Durability Scribe

Even if you could replicate, is data durable in DRAM alone? ECC
Can DRAM hold data for 2 years?

Replication factor at Google:
3 is good for disk for "targeted recovery"
Prioritize the ones for which you have lost 2 discs over ones in which you've only lost 1.
For RAM, he'd be worried, 2 would not be enough, not sure about 3.

How much of a retreat is battery-backed memory from commodity hardware?
Google says:
"Good and tragic"
Batteries are finicky, have to continuously check
We will lose data with 2-3% failures
10K machines where 5% have the same failure mode
Need very good operations to make sure these batteries live
Cost of hardware infrastructure is not a problem

What about a UPS every few racks? It's expensive but is that a direction to go in?
Google says:
The cost issues of a per-server vs per rack are similar.
Operational costs are similar.
The batteries we buy are no better than the ones we build.

Facebook: Software failures are easily coordinator.
Italian cat on the keyboard.

A snapshot of the hash table would be a consistent view of the log.

—

Google: Missing locality. This whole business of ignoring locality is not something you can afford.
Even for main memory cache misses.
Example from BigTable: order things by URL, use really stupid compressor that
normally gets you 3:1 compression gets you 40:1 compression.
Need to push hard on that if you're storing things in RAM.
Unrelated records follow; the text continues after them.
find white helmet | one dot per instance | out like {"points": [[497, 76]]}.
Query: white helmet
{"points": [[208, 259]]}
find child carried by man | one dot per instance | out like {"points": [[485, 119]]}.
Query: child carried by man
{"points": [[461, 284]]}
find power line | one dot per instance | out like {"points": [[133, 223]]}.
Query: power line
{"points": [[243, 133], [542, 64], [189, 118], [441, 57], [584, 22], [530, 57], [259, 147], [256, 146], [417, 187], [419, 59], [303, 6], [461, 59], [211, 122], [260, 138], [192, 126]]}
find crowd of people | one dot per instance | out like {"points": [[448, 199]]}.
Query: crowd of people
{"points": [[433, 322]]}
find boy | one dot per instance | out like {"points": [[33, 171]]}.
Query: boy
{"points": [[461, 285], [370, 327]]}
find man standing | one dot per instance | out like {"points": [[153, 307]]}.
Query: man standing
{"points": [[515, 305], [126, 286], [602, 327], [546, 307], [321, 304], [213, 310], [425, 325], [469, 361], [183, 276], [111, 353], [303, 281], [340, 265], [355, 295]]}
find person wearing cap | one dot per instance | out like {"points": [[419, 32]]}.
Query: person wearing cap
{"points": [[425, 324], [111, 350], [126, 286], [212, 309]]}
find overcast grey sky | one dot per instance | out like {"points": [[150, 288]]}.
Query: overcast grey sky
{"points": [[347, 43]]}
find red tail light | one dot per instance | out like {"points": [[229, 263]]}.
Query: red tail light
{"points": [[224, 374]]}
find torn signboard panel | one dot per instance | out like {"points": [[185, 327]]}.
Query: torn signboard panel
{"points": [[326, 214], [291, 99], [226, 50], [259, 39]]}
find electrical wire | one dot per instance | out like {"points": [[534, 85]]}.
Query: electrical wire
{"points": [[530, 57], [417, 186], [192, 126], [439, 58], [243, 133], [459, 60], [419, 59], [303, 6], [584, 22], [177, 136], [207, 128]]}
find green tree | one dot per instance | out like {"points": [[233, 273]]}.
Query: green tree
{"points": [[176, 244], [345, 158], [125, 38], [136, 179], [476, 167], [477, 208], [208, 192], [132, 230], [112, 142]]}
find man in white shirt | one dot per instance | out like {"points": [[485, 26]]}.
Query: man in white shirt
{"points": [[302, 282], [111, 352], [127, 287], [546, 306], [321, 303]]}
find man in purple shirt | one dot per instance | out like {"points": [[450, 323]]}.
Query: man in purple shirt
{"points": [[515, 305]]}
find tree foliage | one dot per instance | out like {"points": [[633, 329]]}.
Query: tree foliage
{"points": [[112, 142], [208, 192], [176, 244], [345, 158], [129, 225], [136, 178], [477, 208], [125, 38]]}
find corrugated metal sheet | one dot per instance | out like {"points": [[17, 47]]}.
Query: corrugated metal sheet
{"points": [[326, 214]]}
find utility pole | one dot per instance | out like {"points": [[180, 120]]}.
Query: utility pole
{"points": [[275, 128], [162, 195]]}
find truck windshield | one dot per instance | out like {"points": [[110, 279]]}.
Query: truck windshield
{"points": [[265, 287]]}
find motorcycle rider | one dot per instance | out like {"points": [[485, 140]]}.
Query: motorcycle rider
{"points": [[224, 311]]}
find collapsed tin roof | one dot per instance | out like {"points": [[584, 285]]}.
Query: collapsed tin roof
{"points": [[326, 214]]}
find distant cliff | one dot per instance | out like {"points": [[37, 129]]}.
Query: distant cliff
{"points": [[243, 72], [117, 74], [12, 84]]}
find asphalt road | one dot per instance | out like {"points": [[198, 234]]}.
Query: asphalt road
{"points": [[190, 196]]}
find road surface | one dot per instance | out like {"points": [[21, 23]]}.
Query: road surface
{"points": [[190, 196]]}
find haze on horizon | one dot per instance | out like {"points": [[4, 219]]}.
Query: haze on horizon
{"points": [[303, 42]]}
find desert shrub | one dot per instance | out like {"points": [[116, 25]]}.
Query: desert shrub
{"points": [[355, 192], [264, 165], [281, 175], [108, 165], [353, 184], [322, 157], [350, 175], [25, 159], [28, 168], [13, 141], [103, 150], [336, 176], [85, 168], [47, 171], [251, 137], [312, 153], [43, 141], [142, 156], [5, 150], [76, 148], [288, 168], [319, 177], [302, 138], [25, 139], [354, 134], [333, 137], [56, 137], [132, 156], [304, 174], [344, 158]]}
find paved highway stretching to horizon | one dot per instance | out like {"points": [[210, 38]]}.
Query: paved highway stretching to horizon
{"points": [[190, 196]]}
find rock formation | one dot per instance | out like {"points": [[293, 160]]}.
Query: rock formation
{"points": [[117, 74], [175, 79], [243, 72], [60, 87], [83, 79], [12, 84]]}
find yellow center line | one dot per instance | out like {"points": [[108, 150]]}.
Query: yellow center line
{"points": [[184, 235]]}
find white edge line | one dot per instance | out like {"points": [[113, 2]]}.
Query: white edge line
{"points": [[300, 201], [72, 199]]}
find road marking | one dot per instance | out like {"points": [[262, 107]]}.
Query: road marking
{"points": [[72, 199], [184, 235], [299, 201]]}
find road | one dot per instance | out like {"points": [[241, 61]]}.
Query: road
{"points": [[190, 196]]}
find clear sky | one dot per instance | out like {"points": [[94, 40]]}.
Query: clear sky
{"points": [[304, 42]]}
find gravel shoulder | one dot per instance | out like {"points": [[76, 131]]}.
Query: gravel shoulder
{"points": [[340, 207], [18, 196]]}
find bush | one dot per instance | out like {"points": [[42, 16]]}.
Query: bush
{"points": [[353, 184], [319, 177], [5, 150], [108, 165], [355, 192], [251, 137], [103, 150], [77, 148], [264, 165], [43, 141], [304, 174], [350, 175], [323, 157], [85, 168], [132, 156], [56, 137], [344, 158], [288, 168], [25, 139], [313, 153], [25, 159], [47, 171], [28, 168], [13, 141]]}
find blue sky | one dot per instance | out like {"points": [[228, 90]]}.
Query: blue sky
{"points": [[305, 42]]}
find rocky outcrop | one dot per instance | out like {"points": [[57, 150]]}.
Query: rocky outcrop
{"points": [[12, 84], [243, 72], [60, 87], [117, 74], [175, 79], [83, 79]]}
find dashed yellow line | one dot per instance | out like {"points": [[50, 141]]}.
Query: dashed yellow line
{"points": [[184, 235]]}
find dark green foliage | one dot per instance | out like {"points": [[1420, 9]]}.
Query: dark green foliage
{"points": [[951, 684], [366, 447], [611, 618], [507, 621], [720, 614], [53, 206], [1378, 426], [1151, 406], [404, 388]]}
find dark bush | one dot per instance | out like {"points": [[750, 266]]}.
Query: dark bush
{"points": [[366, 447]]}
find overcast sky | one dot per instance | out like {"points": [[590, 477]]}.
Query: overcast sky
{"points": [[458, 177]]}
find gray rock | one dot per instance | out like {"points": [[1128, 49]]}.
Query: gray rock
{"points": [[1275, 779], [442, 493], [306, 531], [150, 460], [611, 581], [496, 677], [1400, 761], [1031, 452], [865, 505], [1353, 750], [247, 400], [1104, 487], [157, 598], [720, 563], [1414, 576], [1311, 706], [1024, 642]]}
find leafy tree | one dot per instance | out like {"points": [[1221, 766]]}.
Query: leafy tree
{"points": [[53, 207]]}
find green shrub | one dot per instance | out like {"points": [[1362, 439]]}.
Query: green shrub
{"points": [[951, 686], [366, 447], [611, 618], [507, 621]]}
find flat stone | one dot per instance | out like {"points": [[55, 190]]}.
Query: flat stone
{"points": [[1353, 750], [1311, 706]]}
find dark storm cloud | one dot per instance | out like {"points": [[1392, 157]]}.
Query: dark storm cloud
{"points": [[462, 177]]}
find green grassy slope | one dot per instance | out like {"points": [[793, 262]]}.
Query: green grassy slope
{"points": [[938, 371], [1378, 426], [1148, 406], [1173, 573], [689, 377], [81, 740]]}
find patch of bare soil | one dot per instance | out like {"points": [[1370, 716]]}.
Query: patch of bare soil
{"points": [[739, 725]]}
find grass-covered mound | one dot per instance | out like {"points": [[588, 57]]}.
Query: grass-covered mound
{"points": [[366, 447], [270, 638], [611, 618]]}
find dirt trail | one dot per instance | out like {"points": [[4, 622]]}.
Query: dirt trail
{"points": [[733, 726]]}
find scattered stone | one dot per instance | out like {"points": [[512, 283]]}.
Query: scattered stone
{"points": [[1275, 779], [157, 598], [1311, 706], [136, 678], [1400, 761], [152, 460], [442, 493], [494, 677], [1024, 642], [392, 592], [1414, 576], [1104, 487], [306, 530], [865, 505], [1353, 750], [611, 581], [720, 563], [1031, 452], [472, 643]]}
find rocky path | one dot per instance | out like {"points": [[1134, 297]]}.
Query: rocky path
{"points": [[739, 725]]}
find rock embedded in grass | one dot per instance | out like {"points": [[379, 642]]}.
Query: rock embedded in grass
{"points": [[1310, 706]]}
Facebook: Compression in column store is really good, not clear you could do that app-side.
Google: I think you need to rework the main memory organization.
Facebook: You might have extra cores.
Google: Library can't do cross-object compression.
Google: Decompression (or was that compression?) schemes can do .5GB per second
You could also work on different compression schemes.
Could make decompression incremental work to jump into the middle of the object, but compress in big blocks.
You'd have to do something custom here.
John: We could push decompression to client side.
Google: Not if you compress across objects. Not if it comes with a megabyte dictionary.

What about deduplication?
It's a big issue in the storage world.
E.g., email system
Only 20M names in the world.

Much greater potential on the server side.
Cross object compression should buy you a factor of 5 or 10.
You're checksumming these anyway.

—

HP: Concerned about maintaining latency for small objects while doing recovery. Maybe need 2 networks?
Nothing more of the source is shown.